Well, I’ve utterly failed to blog at regular intervals, writing only three posts in 2016. Ouch. To be fair, one of those posts is insanely famous (the one about NPM and left-pad.js), but still, I’ve really let my readers – and myself – down.
So, I resolve to write a blog post every single week of 2017, starting today. This will probably mean that I write slightly shorter posts, and maybe even multi-part series posts. My traditional style has been “come upon something that is really bothering me or is really tricky, and proceed to blog about it in great detail writing thousands of words for all to benefit from” which doesn’t really scale well. Instead I plan to take the approach of “write about a new or interesting topic each week, and see what people like and what they don’t like” which will hopefully be better.
This week’s post is about compassion, especially in the field of programming. Let’s use an example that is both recent and practical, if a tad emotional.
My dog died
3 days ago our dog Ruby died. She was 16 and lived a good, long life. Having said that, her death was unexpected and rather painful to go through. My wife and I were up with Ruby all night comforting her as she slowly passed away from sudden heart failure. The last breath she exhaled will forever be seared into my brain. It feels like it’s all I can think about right now.
My wife and I have been grieving for the past 72 hours in our own ways. This has surfaced as mostly a mix of depression, tears, quick but sad chats about the things we miss about Ruby, and sorrow every time we look somewhere in the house for her only to find that she is no longer there. It sucks.
Out of sight, out of mind
What’s important to realize is that I am not unique or special in this circumstance. Animals die all of the time, and you don’t feel sad about them because you never met them. They are out of sight, out of mind. Yet they are out there, and the passing of good dogs and cats – as well as other households pets – is happening every single day. Even as you read this.

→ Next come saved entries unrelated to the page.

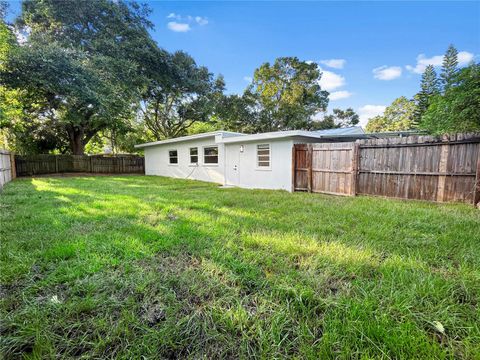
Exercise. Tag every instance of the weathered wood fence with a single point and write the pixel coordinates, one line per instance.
(28, 165)
(7, 167)
(415, 167)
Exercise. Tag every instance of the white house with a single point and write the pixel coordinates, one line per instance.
(260, 161)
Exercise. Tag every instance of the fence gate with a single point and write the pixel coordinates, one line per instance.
(326, 168)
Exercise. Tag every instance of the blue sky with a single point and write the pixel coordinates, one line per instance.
(380, 47)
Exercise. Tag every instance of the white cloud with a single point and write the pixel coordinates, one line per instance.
(201, 20)
(334, 63)
(387, 72)
(368, 111)
(178, 27)
(464, 57)
(338, 95)
(331, 81)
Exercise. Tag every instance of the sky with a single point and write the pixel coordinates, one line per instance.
(369, 52)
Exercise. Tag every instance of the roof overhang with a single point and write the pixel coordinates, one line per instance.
(218, 135)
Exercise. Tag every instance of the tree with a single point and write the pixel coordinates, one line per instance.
(399, 116)
(182, 94)
(428, 88)
(458, 110)
(339, 118)
(286, 95)
(449, 67)
(84, 64)
(236, 113)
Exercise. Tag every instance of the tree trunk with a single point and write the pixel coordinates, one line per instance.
(77, 144)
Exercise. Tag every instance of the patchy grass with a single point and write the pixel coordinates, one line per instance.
(124, 267)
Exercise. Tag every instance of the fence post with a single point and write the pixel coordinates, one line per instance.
(294, 159)
(309, 167)
(442, 168)
(355, 167)
(476, 191)
(13, 167)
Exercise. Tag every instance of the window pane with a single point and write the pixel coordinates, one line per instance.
(211, 159)
(263, 155)
(211, 150)
(210, 155)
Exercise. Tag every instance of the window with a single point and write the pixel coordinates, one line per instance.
(193, 155)
(263, 156)
(210, 155)
(173, 157)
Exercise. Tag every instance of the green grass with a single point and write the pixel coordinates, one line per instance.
(124, 267)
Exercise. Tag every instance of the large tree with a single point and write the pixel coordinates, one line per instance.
(399, 116)
(286, 95)
(429, 87)
(449, 67)
(179, 95)
(83, 64)
(458, 109)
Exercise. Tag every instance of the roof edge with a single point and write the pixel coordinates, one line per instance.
(190, 137)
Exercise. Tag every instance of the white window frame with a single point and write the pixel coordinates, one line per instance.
(257, 161)
(203, 155)
(190, 156)
(170, 158)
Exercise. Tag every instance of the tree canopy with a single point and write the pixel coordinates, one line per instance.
(399, 116)
(180, 96)
(286, 94)
(81, 66)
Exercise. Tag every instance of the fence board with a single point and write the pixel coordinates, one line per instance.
(50, 164)
(326, 168)
(6, 168)
(415, 167)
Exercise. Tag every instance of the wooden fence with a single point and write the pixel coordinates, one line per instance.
(414, 167)
(7, 167)
(28, 165)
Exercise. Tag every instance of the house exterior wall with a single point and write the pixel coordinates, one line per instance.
(157, 161)
(278, 176)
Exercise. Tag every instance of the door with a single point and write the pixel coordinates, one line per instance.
(232, 164)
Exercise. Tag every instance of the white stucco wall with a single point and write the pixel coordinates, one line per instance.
(157, 161)
(278, 176)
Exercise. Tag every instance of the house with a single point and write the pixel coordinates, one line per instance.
(260, 161)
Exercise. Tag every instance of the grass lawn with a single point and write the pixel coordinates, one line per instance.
(125, 266)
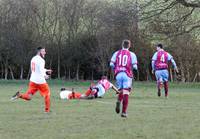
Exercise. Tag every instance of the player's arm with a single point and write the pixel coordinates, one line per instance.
(153, 62)
(170, 58)
(112, 61)
(43, 70)
(114, 88)
(134, 61)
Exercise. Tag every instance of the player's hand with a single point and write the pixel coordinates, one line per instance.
(117, 92)
(46, 77)
(49, 71)
(176, 69)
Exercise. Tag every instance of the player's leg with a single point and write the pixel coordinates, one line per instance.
(166, 85)
(32, 89)
(45, 92)
(126, 92)
(159, 81)
(75, 95)
(119, 83)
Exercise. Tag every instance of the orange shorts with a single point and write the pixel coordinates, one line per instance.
(43, 88)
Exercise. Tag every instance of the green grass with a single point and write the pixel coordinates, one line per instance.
(150, 117)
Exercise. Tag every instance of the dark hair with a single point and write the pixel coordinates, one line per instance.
(125, 43)
(104, 77)
(160, 45)
(39, 48)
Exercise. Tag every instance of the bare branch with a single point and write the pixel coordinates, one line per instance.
(189, 4)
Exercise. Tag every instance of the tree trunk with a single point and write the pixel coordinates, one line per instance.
(21, 72)
(11, 73)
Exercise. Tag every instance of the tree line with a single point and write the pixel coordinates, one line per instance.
(80, 36)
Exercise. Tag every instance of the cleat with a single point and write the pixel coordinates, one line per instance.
(16, 96)
(159, 94)
(124, 115)
(117, 108)
(73, 93)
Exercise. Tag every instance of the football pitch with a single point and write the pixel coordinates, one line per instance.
(149, 117)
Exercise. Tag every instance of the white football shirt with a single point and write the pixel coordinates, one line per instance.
(38, 72)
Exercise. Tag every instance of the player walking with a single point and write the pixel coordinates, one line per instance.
(37, 80)
(159, 63)
(94, 91)
(122, 62)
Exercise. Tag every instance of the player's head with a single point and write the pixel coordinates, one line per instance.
(104, 77)
(126, 44)
(41, 51)
(159, 46)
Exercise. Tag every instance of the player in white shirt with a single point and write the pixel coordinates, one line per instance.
(38, 79)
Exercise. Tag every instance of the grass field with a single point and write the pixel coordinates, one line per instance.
(149, 117)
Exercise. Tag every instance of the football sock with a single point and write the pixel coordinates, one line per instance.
(47, 103)
(125, 103)
(166, 88)
(25, 96)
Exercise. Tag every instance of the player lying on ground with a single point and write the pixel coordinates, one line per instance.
(123, 62)
(94, 91)
(37, 80)
(160, 61)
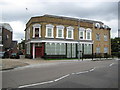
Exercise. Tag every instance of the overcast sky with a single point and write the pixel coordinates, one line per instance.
(15, 13)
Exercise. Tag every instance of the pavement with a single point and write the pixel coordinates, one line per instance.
(7, 64)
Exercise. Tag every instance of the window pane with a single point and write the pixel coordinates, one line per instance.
(105, 37)
(36, 32)
(59, 33)
(98, 37)
(81, 35)
(98, 50)
(88, 35)
(105, 50)
(69, 34)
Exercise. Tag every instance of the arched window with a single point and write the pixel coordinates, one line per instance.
(97, 25)
(36, 30)
(57, 48)
(60, 31)
(49, 31)
(81, 33)
(70, 32)
(88, 34)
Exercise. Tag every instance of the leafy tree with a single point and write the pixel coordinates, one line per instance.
(115, 46)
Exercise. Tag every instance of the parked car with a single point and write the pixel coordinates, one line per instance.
(14, 56)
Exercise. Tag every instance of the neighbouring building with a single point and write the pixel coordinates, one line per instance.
(52, 36)
(6, 42)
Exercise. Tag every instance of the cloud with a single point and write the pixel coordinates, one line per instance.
(15, 12)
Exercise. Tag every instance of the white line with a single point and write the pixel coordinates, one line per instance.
(61, 77)
(111, 64)
(56, 79)
(82, 72)
(92, 69)
(35, 84)
(73, 73)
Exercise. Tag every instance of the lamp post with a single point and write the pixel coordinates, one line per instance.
(78, 40)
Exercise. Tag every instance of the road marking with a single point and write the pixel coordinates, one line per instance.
(61, 77)
(73, 73)
(82, 72)
(55, 79)
(111, 64)
(35, 84)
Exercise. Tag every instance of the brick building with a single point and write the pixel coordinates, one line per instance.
(52, 36)
(6, 42)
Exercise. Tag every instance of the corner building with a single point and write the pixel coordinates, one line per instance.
(50, 36)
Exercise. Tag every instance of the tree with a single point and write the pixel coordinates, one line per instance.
(115, 46)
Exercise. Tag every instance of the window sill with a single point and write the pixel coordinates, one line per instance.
(69, 38)
(60, 37)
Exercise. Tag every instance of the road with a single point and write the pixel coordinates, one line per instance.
(74, 74)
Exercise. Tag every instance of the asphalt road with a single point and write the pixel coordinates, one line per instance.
(99, 78)
(75, 74)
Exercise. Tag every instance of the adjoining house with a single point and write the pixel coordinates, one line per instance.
(50, 36)
(6, 42)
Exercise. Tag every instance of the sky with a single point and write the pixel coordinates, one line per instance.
(18, 12)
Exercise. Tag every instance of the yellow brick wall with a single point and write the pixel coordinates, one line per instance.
(55, 21)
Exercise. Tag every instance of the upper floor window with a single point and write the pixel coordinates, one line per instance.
(69, 32)
(81, 33)
(105, 49)
(0, 38)
(97, 25)
(0, 29)
(60, 31)
(88, 34)
(98, 37)
(105, 38)
(97, 49)
(28, 34)
(49, 31)
(36, 30)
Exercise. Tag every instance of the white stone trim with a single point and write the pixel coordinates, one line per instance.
(58, 41)
(1, 45)
(97, 25)
(49, 26)
(36, 26)
(33, 51)
(70, 28)
(62, 28)
(90, 31)
(81, 29)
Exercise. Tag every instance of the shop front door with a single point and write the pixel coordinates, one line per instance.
(38, 52)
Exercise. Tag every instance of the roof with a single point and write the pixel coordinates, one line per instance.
(70, 18)
(6, 26)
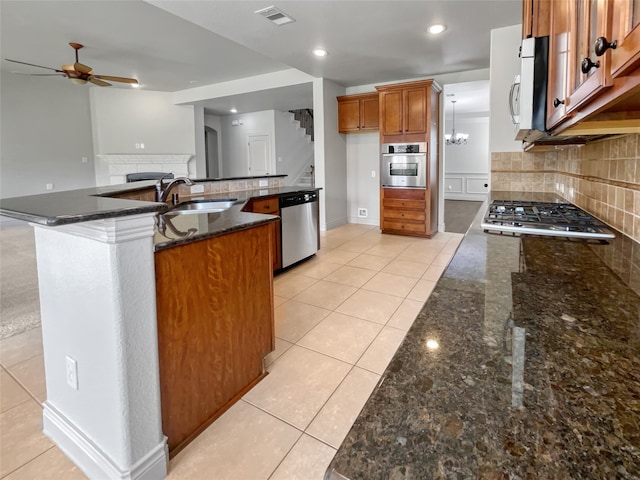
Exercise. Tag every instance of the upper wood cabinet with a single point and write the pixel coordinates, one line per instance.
(358, 113)
(625, 32)
(536, 15)
(405, 111)
(593, 80)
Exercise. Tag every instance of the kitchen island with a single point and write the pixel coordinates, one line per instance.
(523, 363)
(128, 311)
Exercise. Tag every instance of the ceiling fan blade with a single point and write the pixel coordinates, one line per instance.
(117, 79)
(33, 65)
(79, 67)
(99, 82)
(40, 74)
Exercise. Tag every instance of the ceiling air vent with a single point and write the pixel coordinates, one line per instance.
(276, 15)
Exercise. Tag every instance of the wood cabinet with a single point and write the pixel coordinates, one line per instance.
(409, 113)
(405, 211)
(215, 316)
(358, 113)
(625, 32)
(593, 89)
(536, 15)
(405, 111)
(271, 206)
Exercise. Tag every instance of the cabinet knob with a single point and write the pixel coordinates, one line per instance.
(602, 45)
(587, 65)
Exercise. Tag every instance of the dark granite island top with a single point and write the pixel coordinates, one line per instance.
(523, 363)
(87, 204)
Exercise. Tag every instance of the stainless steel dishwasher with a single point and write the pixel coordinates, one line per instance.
(299, 214)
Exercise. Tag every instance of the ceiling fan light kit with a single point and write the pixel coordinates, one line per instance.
(80, 74)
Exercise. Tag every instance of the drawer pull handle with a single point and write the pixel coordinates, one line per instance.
(602, 45)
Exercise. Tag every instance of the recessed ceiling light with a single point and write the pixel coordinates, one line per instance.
(436, 29)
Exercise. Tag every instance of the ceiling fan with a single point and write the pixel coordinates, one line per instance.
(79, 73)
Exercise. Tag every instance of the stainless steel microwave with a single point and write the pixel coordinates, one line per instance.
(403, 165)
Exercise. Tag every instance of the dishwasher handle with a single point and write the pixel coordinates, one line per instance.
(298, 199)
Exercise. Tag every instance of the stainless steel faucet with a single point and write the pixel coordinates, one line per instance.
(163, 192)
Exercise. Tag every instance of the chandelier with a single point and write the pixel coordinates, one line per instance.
(455, 138)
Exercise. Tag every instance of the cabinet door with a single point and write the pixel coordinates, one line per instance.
(348, 116)
(559, 54)
(370, 113)
(415, 110)
(391, 113)
(590, 20)
(626, 33)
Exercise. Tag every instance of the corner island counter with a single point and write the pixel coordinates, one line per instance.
(523, 363)
(148, 336)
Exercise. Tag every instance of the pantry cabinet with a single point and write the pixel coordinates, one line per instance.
(358, 113)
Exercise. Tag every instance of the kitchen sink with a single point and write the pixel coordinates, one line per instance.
(203, 206)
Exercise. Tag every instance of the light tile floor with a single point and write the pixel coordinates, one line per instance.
(340, 317)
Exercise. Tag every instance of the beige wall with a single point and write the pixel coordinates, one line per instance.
(602, 178)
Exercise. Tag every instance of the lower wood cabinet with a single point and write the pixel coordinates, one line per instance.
(270, 205)
(215, 325)
(405, 211)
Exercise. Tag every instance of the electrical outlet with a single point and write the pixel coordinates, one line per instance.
(72, 373)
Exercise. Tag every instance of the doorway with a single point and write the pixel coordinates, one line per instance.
(260, 154)
(211, 153)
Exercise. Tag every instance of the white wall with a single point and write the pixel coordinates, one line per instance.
(294, 149)
(467, 166)
(363, 157)
(330, 154)
(122, 118)
(234, 139)
(505, 64)
(215, 122)
(46, 130)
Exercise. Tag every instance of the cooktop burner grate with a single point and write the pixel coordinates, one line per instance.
(543, 218)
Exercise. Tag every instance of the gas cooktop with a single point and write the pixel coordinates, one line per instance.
(543, 218)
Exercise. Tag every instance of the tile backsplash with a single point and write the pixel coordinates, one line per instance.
(602, 178)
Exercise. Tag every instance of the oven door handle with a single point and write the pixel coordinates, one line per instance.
(422, 154)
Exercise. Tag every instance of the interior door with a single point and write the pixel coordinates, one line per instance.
(260, 155)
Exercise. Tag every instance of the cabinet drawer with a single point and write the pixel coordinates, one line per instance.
(400, 215)
(402, 203)
(266, 205)
(401, 226)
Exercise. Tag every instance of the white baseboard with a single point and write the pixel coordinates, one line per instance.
(334, 224)
(365, 221)
(92, 460)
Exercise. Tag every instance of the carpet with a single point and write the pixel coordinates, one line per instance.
(458, 215)
(19, 300)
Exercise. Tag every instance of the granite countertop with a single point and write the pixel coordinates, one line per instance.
(174, 230)
(87, 204)
(534, 373)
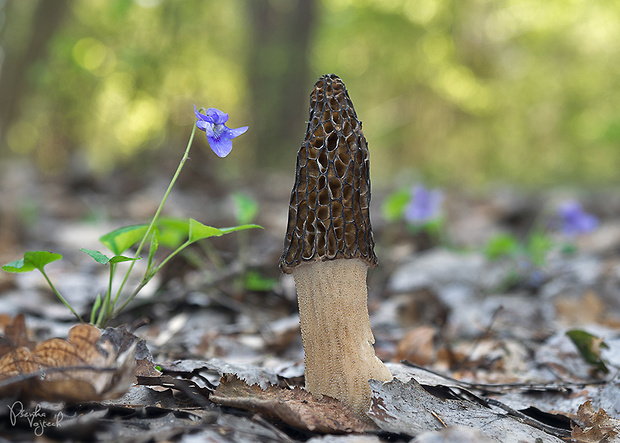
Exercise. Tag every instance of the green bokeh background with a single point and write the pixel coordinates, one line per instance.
(452, 92)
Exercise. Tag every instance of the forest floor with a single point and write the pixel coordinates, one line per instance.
(478, 347)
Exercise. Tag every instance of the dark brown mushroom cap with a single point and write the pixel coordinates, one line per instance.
(329, 209)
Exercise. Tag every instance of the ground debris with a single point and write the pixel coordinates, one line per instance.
(296, 407)
(85, 367)
(411, 409)
(595, 426)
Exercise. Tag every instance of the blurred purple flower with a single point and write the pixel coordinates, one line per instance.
(425, 205)
(574, 220)
(218, 135)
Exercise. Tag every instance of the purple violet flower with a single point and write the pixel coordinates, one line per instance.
(218, 135)
(425, 205)
(574, 220)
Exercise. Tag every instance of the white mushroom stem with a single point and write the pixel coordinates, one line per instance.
(335, 329)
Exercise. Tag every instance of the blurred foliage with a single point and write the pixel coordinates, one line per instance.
(460, 91)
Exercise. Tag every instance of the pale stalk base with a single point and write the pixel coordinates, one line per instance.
(335, 329)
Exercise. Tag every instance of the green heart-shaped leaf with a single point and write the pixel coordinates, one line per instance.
(119, 240)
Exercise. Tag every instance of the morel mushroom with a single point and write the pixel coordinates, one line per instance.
(328, 248)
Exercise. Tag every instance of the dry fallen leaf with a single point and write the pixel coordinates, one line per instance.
(296, 407)
(84, 367)
(595, 426)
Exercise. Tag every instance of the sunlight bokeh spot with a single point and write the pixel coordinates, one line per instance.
(89, 53)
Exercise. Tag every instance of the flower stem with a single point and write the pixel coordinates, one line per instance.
(149, 231)
(62, 299)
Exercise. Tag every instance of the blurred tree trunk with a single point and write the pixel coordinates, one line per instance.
(41, 22)
(279, 77)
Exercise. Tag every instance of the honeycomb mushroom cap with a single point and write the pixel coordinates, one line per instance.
(329, 208)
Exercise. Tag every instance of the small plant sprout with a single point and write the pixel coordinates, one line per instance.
(177, 234)
(328, 248)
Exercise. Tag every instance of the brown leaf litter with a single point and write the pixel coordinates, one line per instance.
(85, 367)
(595, 426)
(296, 407)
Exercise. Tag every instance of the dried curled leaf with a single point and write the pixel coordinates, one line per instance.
(296, 407)
(15, 334)
(595, 426)
(84, 367)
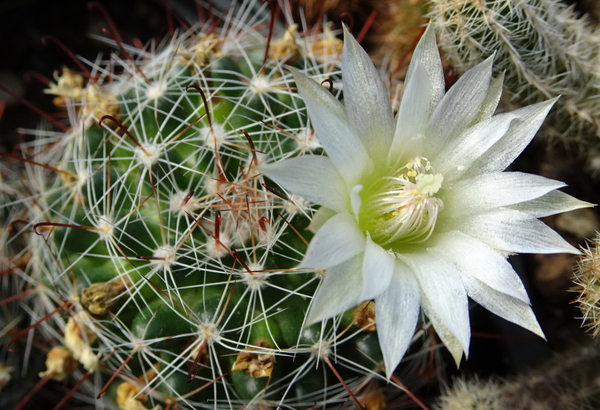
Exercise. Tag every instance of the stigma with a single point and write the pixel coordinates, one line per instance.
(404, 207)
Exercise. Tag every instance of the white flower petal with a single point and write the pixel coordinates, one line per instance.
(366, 98)
(397, 312)
(440, 282)
(520, 134)
(459, 107)
(355, 200)
(447, 337)
(461, 152)
(476, 259)
(427, 56)
(338, 240)
(511, 309)
(339, 291)
(513, 231)
(554, 202)
(497, 189)
(378, 268)
(488, 107)
(312, 177)
(343, 147)
(413, 114)
(317, 92)
(322, 215)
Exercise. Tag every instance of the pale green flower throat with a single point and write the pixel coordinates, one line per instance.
(403, 208)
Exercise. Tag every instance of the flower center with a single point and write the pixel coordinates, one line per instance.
(404, 208)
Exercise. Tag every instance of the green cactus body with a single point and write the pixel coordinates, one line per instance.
(544, 48)
(155, 229)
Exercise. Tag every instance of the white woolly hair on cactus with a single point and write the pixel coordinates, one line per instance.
(544, 48)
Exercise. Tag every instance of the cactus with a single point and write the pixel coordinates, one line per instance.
(567, 381)
(544, 48)
(156, 261)
(586, 276)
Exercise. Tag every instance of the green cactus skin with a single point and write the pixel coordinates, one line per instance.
(544, 48)
(567, 381)
(152, 196)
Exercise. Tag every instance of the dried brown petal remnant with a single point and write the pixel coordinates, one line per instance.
(59, 364)
(102, 295)
(254, 362)
(129, 396)
(78, 338)
(364, 316)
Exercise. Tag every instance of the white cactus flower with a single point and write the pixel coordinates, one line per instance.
(418, 210)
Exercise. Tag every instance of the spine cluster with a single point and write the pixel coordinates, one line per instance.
(543, 48)
(154, 263)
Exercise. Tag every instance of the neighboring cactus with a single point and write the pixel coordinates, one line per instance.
(152, 250)
(544, 48)
(587, 286)
(568, 381)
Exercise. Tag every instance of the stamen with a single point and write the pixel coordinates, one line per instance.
(404, 207)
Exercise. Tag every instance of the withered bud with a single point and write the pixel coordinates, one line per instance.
(255, 363)
(364, 316)
(78, 338)
(59, 364)
(286, 48)
(102, 295)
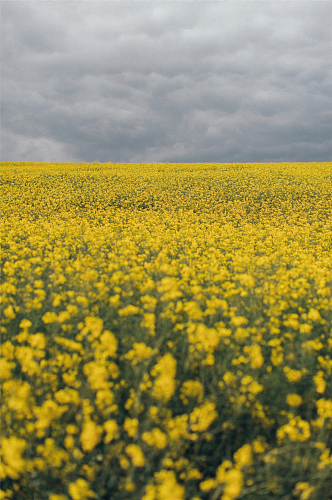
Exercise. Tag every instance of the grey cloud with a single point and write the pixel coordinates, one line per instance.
(166, 81)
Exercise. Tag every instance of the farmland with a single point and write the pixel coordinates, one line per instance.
(166, 331)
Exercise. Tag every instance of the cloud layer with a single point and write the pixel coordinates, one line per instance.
(166, 81)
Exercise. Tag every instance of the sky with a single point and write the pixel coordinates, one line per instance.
(166, 81)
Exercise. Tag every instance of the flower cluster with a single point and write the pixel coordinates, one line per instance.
(166, 331)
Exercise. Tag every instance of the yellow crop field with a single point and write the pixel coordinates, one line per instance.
(166, 331)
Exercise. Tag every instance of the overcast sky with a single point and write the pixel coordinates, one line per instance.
(157, 81)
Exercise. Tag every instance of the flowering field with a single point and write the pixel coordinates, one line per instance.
(166, 331)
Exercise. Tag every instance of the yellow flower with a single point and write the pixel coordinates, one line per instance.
(50, 317)
(303, 490)
(91, 435)
(294, 400)
(164, 385)
(13, 464)
(320, 382)
(9, 312)
(255, 354)
(208, 484)
(202, 417)
(155, 438)
(191, 388)
(111, 428)
(234, 483)
(314, 315)
(136, 454)
(130, 426)
(128, 311)
(25, 323)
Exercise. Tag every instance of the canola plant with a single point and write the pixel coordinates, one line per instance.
(166, 331)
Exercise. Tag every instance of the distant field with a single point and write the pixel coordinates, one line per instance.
(166, 331)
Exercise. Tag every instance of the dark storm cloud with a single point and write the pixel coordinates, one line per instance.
(166, 81)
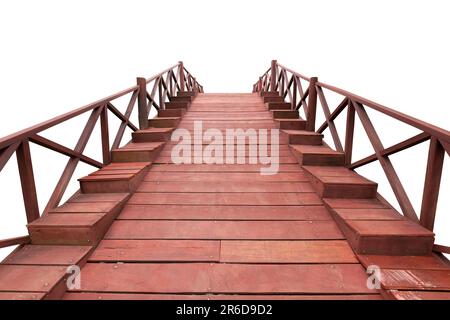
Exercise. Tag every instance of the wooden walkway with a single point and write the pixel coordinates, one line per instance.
(224, 231)
(212, 229)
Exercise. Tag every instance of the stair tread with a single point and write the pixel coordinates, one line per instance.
(315, 149)
(48, 255)
(389, 228)
(301, 132)
(67, 220)
(140, 146)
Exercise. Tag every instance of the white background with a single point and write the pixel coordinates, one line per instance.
(56, 55)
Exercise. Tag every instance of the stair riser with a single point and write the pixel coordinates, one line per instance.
(171, 113)
(385, 245)
(292, 125)
(269, 93)
(273, 99)
(181, 99)
(163, 123)
(326, 190)
(320, 160)
(135, 156)
(281, 114)
(176, 105)
(108, 186)
(313, 140)
(187, 93)
(278, 106)
(150, 136)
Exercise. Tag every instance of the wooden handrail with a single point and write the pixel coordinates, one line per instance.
(288, 84)
(166, 84)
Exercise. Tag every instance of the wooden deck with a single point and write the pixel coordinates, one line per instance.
(224, 231)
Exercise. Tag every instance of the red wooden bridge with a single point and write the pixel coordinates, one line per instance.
(144, 227)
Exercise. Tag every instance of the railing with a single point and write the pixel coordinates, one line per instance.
(165, 85)
(288, 84)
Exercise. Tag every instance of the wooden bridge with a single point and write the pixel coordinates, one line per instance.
(144, 227)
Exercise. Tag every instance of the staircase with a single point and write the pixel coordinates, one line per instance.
(144, 227)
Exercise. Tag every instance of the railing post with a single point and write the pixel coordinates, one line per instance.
(312, 104)
(105, 135)
(273, 75)
(181, 74)
(432, 183)
(27, 181)
(349, 130)
(142, 103)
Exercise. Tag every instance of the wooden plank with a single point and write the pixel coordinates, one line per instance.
(404, 262)
(417, 295)
(332, 251)
(30, 278)
(221, 168)
(225, 176)
(48, 255)
(233, 230)
(354, 203)
(226, 198)
(208, 212)
(221, 186)
(437, 280)
(99, 197)
(156, 250)
(224, 278)
(369, 214)
(21, 295)
(145, 296)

These events occur in the scope of individual’s lives. There is no national news story about the passing of Ruby to make us all aware of it and help us all feel the effects of it. There never will be. This event is confined to the lives of me, my wife, and our extended family. We suffer through it silently (other than my writing about it and a few social media posts).
This silent suffering is the point that I want to drive home. Others out there are silently suffering too. It might be the death of a family pet, or it might be something else entirely. It’s not a contest of who has it the worst. I want you to simply realize that crappy things are happening to people, even if they are not in your domain and thus you are not aware.
Odds are that someone in your life or workplace is suffering with something that troubles them. Right now for me it’s the passing of my dog. For a close friend of mine it’s stress about work and finding the next permanent job. For another person I know it’s about being a brown man in America and how scared they feel about the future. We all battle demons every single day.
You work with people
With this in mind, I ask you to be compassionate everywhere, but especially at work. You work with people, not cogs of some machine (even if management may think of them in that way). These people have real feelings and some of them are surely fighting battles you’ve never even fathomed.
Your responsibility as a good member of the IT field – and as a good citizen of this planet – is to demonstrate compassion. Be nice to everyone you work with until you are given a reason not to be. Consider that they might be having a bad day if you feel they’re lashing out or being an asshole, and forgive them. Try to sympathize with what frustrates them. Work to understand them beyond their role at the company and their job output.
We are all in this together. Now more than every we need to be compassionate, respectful, kind, and considerate to others. It is my opinion that our industry has a long history of being hostile to certain people and demographics – such as women – and we must each work individually to change that.
My last request to you: please think hard about what you’ve read here as you begin your first week of work in 2017. I know I will.